Complex dynamics of nano-oscillators with dual vortex free layers mutually coupled via spin-torques

TL;DR

This paper investigates the complex dynamical behaviors of spin-torque vortex oscillators with two mutually coupled vortex layers, revealing various regimes including chaos, through extensive micromagnetic simulations.

Contribution

It introduces a detailed study of coupled vortex layers in spin-torque oscillators, highlighting new complex dynamical regimes and the effects of layer asymmetry and vortex configurations.

Findings

Identification of self-modulated gyration regimes

Discovery of C-state dynamics in coupled vortex layers

Observation of chaotic transitions between dynamical states

Abstract

Spin-torque vortex oscillators (STVOs) have been shown to exhibit rich and complex dynamical regimes, which are strongly dependent on the polarizer's configuration. Here, we give an overview of the dynamics in an STVO comprising two vortex free layers, where each layer serves as a dynamic polarizer for the other, increasing the number of degrees of freedom and therefore, the complexity of the system.
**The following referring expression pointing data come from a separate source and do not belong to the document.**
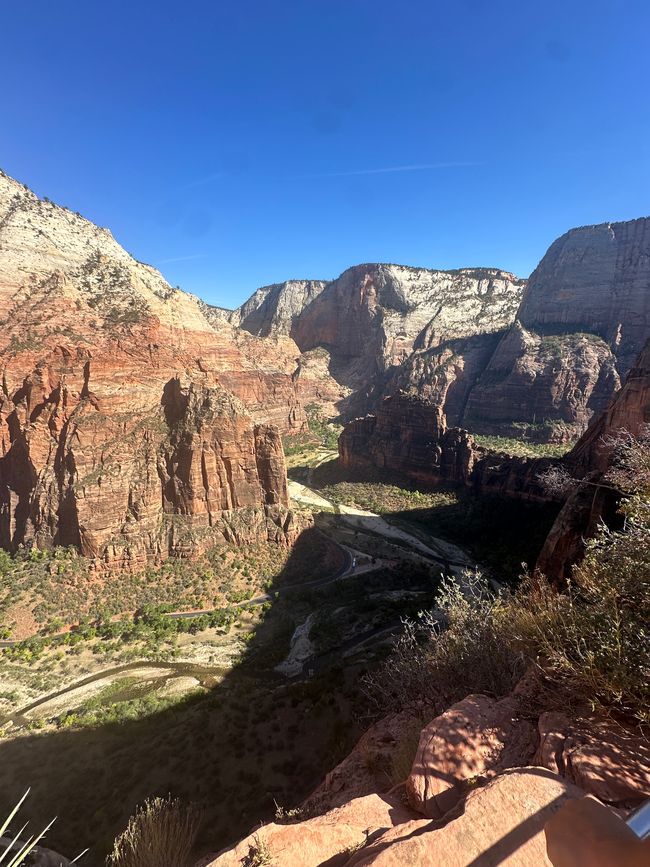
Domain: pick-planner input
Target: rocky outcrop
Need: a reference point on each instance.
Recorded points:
(591, 502)
(273, 310)
(475, 739)
(328, 839)
(130, 425)
(409, 437)
(371, 318)
(486, 777)
(595, 279)
(502, 823)
(601, 757)
(584, 318)
(546, 388)
(461, 341)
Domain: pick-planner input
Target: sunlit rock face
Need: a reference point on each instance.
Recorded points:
(370, 320)
(498, 354)
(131, 425)
(584, 318)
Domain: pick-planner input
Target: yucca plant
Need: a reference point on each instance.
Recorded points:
(17, 855)
(161, 833)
The dynamics are studied through extensive micromagnetic simulations, performed using our own implementation of the coupled equations of motion, implemented in the open-source micromagnetics code Mumax3. We explore the roles of relative vortex configurations and layer asymmetry on the current-driven dynamics, and find several complex regimes, including self-modulated gyration, the emergence of C-state dynamics, as well as chaotic transitions between regular gyration and this C-state.